For more than two decades, a radio signal from the Crab pulsar has displayed perfectly spaced bands. This observation has long intrigued the astronomical community, as no other pulsar shows such regularity.
This pulsar corresponds to the collapsed core of a star that exploded in a supernova in the year 1054, located about 6,500 light-years from Earth. Its relative proximity and brightness make it a privileged object of study for examining stellar remnants.
Most radio emissions from pulsars are broad and poorly structured, not as sharp and banded as for the Crab pulsar.
Recently, work has lifted the veil on this singularity, attributing it to a particular combination between plasma properties and the effects of gravity. Mikhail Medvedev, from the University of Kansas, presented these results at a physics summit, and an article has been accepted in the
Journal of Plasma Physics.
In the pulsar's magnetosphere, plasma acts as a lens that broadens the propagation of radio waves, generating low-intensity zones. This phenomenon is well known in plasma physics, but here it interacts with an opposing force, gravity, which tends to concentrate the rays.

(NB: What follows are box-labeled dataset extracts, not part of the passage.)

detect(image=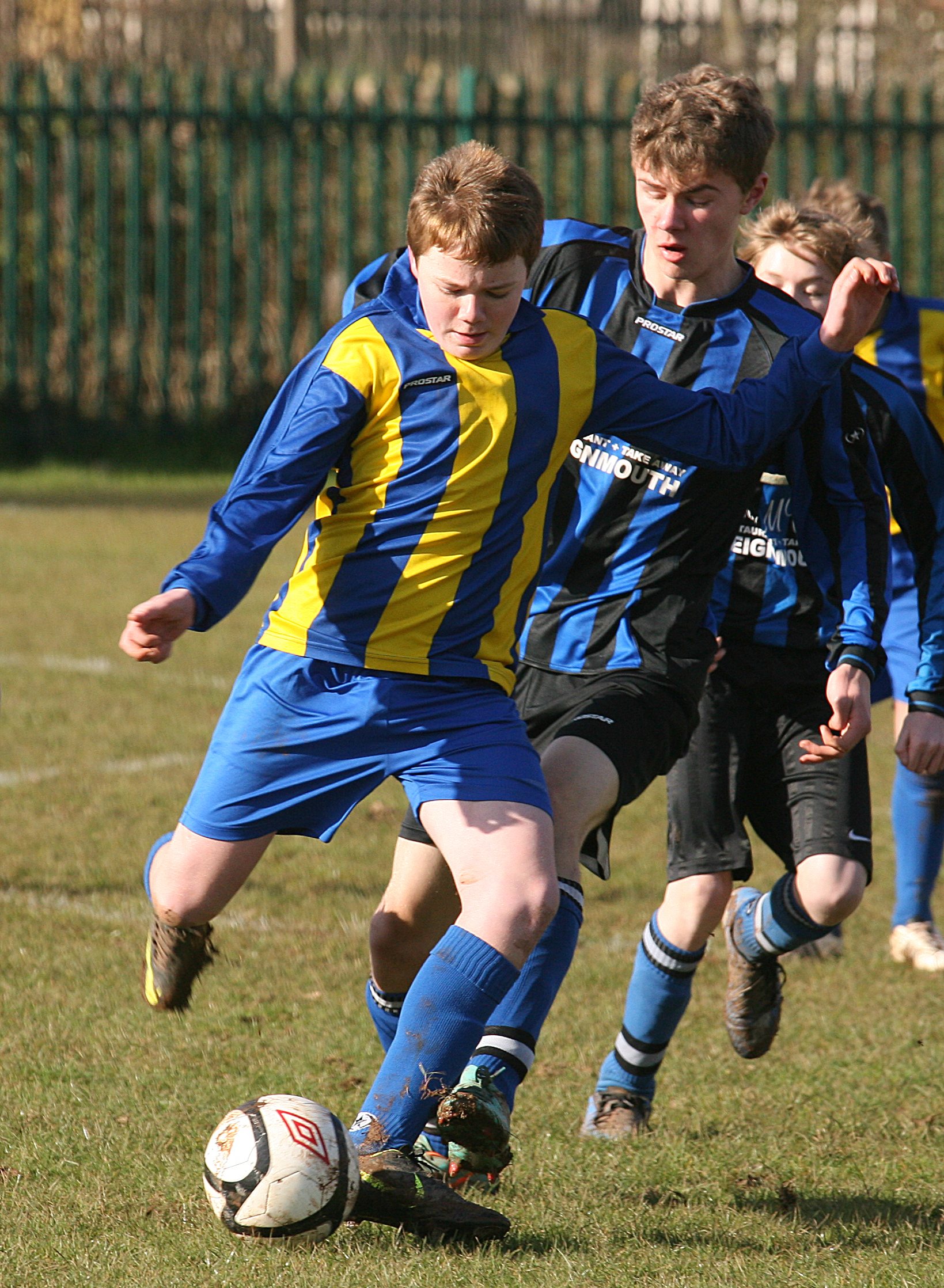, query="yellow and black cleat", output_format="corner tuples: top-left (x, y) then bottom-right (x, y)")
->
(142, 917), (217, 1011)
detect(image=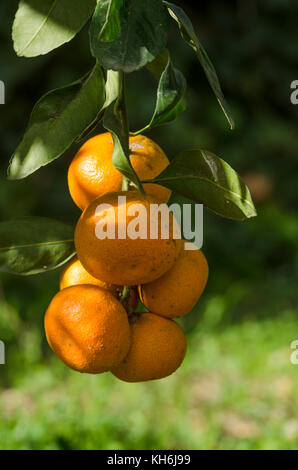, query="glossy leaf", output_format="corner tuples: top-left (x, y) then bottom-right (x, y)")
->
(164, 1), (235, 129)
(12, 0), (96, 57)
(146, 150), (257, 220)
(76, 70), (119, 142)
(98, 0), (123, 42)
(103, 103), (140, 187)
(135, 50), (186, 134)
(8, 66), (106, 179)
(0, 217), (75, 275)
(90, 0), (169, 73)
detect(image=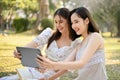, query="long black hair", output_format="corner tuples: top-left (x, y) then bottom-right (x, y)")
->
(47, 8), (77, 48)
(69, 7), (99, 33)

According to Einstein's theory of relativity, gravity curves spacetime and acts as a focusing lens. By superimposing itself on the dispersive effect of the plasma, it allows the formation of precise interferences, where certain frequencies are amplified and others canceled, producing the observed bands.
This discovery offers scientists a way to further explore neutron stars and other compact objects. The analysis of these signals allows estimating the matter distribution around these celestial bodies and even probing their interior thanks to gravitational effects.
Although the current model qualitatively explains the bands, adjustments are expected, for example by integrating the pulsar's rotation.